ミンコフスキらしいきびきびしてリズミカルな演奏。かなり速めのテンポで、音楽を強力に推進させていく。だが、決して一本調子ではなく、メロディに豊かな表情がある。レ・ミュジシャン・デュ・リーヴルの音も弾力性があって実にいい。メンデルスゾーンにはもっと潤いがほしいと思うが、古楽器なので、少々ガサガサした感じになるのは致し方ないだろう。「イタリア」の第1楽章と第4楽章は見事。生命力にあふれ、喜びにあふれている。豊かな感受性を古典的な形式の中に表現するメンデルスゾーンらしさが広がった。

「スコットランド」は大好きな曲だ。とりわけ、私は第2楽章が大好き。今日の演奏も素晴らしかった。ぞくぞくするような躍動感。深い陰影があり、メンデルスゾーンの躍動感とともに、深い憂いも聞き取れる。しかし、第4楽章では生命力を大きく歌い上げる。賛歌のような音楽になっていく。

じっくり聞かせるというタイプではない。あっけないくらいに早く終わる。だが、このガサガサした速い速度の中に様々な表情があって、実にいい。妙な思い入れでロマンティックに表現するのでなく、勢いの中に様々な感情をひっくるめてしまう。

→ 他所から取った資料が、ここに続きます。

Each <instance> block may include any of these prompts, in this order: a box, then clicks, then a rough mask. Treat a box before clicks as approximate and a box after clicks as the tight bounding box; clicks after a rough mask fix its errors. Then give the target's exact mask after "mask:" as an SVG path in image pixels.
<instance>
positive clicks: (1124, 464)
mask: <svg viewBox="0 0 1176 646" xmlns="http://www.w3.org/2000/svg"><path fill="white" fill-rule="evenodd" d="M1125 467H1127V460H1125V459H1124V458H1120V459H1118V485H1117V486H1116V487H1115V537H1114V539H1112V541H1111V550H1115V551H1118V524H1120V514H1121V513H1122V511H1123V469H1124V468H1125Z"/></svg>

ミンコフスキはさっさと指揮台に立ち、すぐに演奏をはじめた。前半の演奏が終わった後も、ぐずぐずしないですぐに控室に戻る。終演後も、アンコールもしないで、数回呼び戻されただけでオケを解散させた。音楽と同じように何事ももったいぶったり、未練がましくしたりしないで、テキパキとこなす人のようだ。何を隠そう、実は私もぐずぐずするのが嫌いで、さっさと済ませてしまうタイプだ。仕事も早いし、人との交際もさっさと切り上げる。そんなわけでミンコフスキのテキパキした態度にはとても好感を持ったのだった。

とても満足できるコンサートだった。大好きなメンデルスゾーンを堪能できた。